I wasn’t sure who I was trying to reassure—me, Kam, or the injured alpha who seemed to be psyching himself up for a one-sided kamikaze battle against armed terrorists.

* * *

As it happened, therewere no more opportunities for diplomatic discussion than there were for physical fights. Time was difficult to track beneath the unchanging light from the single bulb in the corridor outside, but based on my hunger and the hours I’d slept, I was pretty sure a full day passed before the lock on the door clanked.

It swung open just far enough to reveal a beta man holding an AR-15 pointed at Jax’s head. Kam and I froze. Jax just glared at him, unblinking and unimpressed. The man shifted to make enough space for another of our kidnappers to drop a fresh bucket of water inside the door, followed a moment later by a tray.

“Let me talk to you for a moment,” I said in French. “Can you understand me?”

The men withdrew and the door slammed shut.

I sighed. “You try next time, Kam.”

“Sure,” he said listlessly. “I’ll give it a shot.”

Jax went and wordlessly retrieved the tray of food—bread and dried brown strips of something. Jerky, maybe. My empty stomach churned with nervous worry, but I ate my portion anyway, washing it down with some of the stale water.

The situation was maddening, and it was all I could do to contain my growing panic.

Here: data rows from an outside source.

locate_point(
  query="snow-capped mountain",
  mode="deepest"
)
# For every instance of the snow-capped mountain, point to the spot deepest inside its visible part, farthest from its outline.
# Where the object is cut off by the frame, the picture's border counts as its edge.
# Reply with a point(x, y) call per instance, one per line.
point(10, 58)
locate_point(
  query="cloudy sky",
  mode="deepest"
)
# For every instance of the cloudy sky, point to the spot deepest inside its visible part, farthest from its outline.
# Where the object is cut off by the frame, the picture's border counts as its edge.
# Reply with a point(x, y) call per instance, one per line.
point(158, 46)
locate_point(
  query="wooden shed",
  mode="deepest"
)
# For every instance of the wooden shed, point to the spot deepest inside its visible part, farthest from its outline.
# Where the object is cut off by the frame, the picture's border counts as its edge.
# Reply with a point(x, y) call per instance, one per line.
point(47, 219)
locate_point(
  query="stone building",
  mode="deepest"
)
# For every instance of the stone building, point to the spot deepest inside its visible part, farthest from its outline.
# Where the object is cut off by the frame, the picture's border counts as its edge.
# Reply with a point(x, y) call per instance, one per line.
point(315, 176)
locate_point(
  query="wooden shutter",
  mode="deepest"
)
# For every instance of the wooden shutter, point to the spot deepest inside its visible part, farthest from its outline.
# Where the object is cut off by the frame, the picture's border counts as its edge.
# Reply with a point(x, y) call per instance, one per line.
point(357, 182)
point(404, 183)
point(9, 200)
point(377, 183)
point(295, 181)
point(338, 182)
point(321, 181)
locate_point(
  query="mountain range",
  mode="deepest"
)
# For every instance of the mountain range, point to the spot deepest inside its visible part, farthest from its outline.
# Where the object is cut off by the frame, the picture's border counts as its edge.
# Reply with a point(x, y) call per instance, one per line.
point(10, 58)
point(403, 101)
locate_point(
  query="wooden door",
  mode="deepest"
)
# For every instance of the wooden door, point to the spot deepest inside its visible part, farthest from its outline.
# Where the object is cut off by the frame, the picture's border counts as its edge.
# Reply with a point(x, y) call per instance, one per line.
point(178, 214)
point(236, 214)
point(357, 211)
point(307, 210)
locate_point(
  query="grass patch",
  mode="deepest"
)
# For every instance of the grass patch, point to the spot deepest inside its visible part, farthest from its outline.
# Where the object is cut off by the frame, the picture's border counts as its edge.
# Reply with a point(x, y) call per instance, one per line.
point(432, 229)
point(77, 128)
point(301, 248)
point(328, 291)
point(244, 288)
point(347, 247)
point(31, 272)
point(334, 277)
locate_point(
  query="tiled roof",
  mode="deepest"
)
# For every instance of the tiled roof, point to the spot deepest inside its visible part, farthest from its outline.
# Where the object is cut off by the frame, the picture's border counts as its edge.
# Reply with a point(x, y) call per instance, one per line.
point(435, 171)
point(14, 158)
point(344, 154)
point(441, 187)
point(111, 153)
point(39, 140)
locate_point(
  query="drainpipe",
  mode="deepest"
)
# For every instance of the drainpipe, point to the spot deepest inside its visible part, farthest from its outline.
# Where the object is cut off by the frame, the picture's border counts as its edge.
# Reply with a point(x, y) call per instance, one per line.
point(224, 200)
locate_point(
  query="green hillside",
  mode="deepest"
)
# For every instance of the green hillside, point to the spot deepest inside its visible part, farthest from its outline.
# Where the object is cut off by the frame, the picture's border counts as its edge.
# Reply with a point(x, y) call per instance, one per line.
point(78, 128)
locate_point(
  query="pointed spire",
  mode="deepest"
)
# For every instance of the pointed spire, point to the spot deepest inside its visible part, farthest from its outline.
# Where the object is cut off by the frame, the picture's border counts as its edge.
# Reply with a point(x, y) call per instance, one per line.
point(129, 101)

We were in a cell perhaps fifteen feet by twenty feet. It was bare, except for a latrine pit. A rough wooden box sat over it, with a hole cut from the top for use as a seat. We had a single threadbare blanket to share between us. Jax had waved it off when I tried to give it to him several hours earlier, so Kam and I had wrapped up in it to sleep when exhaustion overcame us.